With our kitchens and restaurants it’s been easy for us humans to settle into a comfortable eating routine of a morning breakfast, mid-day lunch, and evening dinner. Animals, on the other hand, have to hunt down their meals out in the wild. For agoutis, and other ground-dwelling frugivores, this means walking around waiting for fruit to fall out of trees and land on the ground. That leads to a simple question – when do fruits fall out of trees?
As far as I can tell, this question has never been studied – who wants to sit around and watch fruits slowly fall down all day, and night? Yet this is a basic bit of natural history information that could be quite important when considering the survival strategies of agoutis, in particular, and daily rhythms in the forest, in general.
Camera traps are a perfect tool for this question, and our student Vivian Mass set some aimed at the fruits of Astrocaryum palm trees. For this to work she had to find another tree at just the right distance away from the targeted palm-fruits and then get a camera trap up there, which she did with the help of ladders and some canopy access climbing by Daniel and Alejandro. This was a bit of a side project from Vivian’s main thesis, and the data remained unanalyzed until this spring when high school student Tessa (Taz) Holliday joined our team as an intern from the Emma Willard School.
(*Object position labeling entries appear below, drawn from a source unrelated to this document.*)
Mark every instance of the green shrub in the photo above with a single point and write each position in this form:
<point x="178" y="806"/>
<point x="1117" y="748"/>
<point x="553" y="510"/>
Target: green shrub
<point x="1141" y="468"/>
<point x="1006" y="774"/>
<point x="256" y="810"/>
Taz looked through each picture and noted if any fruits had fallen off since the last picture. In some cases it was obvious – a big howler monkey was on the tree picking fruits, eating the fleshy part, and then dropping the nut down to the ground, where agoutis and other terrestrial critters could find them. In other cases fruits would fall off without any animal intervention, just because they were ripe. In total Taz noted 450 seed fall events from 8 different Astrocaryum trees, with slightly less than half being dropped by animals.
Looking at the fruit fall over the entire fruiting period (figure 1) it was obvious that arboreal animals had a huge effect on when a fruit would fall. A few trees that had no arboreal animals visit would drop a few fruits a day for 2-3 weeks. Once an animal visited they would drop all, or nearly all, of the fruits in one sitting.
These arboreal animals also had an impact on what time of day the fruits hit the ground. The monkey- and parrot-fed fruits fell in the day while the kinkajou-fed fruits fell at night (figure 2). Overall, this led to more fruits falling during the afternoon than you might otherwise expect (figure 3b), although with only 4 trees in this analysis (the time lapse photos didn’t work for 4 trees), we should be careful in what we conclude from it.
Even more surprising was considering what time the fruits fell when no animals knocked them off. This is tree-behavior, when do they ‘want’ their fruits to fall to the ground. Surprisingly, this showed a strong trend to more fruits in the late night (midnight-5am, figure 3a). We know from our agouti tracking that this is the most dangerous time for agoutis to be out foraging, we have found quite a few agoutis killed by ocelots in this time period. Are the trees trying to temp the agoutis out for an early breakfast?
Lets call this the “Machiavellian plant behavior hypothesis”. Long-lived agoutis might be bad for trees because they remember where they buried all the seeds and come back and eat them year after year. However, if dropping seeds more at night led to a higher turnover of agoutis nearby due to ocelot predation, it might also lead to a better chance that their cached seeds survived, since the “new agouti on the block” wouldn’t know where the “recently deceased” buried the seeds. This Machiavellian plant behavior seems a long shot, but this preliminary result that Taz teased out of data collected earlier by Vivian suggests it might be worth following up on.
June 8, 2011 at 22:23
I like it! Dipteryx next, I’ll help with camera work and canopy access, but you’ll be in charge of stats!
June 9, 2011 at 11:32
Neat work and an interesting hypothesis. A couple of thoughts:
Can you determine if the ocelots are getting more agoutis at that time because of some other factor, or simply because that is the time that agoutis are more exposed, out gathering Palm Fruits?
An alternate hypothesis would be that the Palms drop their fruits at a time when the agoutis are most likely to be hiding from ocelots rather than eating.
A random thought. Wouldn’t it be cool if there was a plant that produced a memory inhibiting substance that caused agoutis to forget where they buried the seeds.
June 16, 2011 at 21:47
Doug,
Our tracking data tells us what time the agoutis die, and it tends to be early morning. We don’t really know what they are doing then, they should be sleeping safely in a hole. One idea is that they are trying to get out early to find fruit that has fallen during the night – “the early agouti gets the fruit”.
The palms do “want” the agoutis to bury the seeds, but don’t want them to come back and eat them. So a forgetting compound would certainly be selected for.
Ro
June 10, 2011 at 06:46
Thanks for providing our student with the opportunity to participate in such interesting research!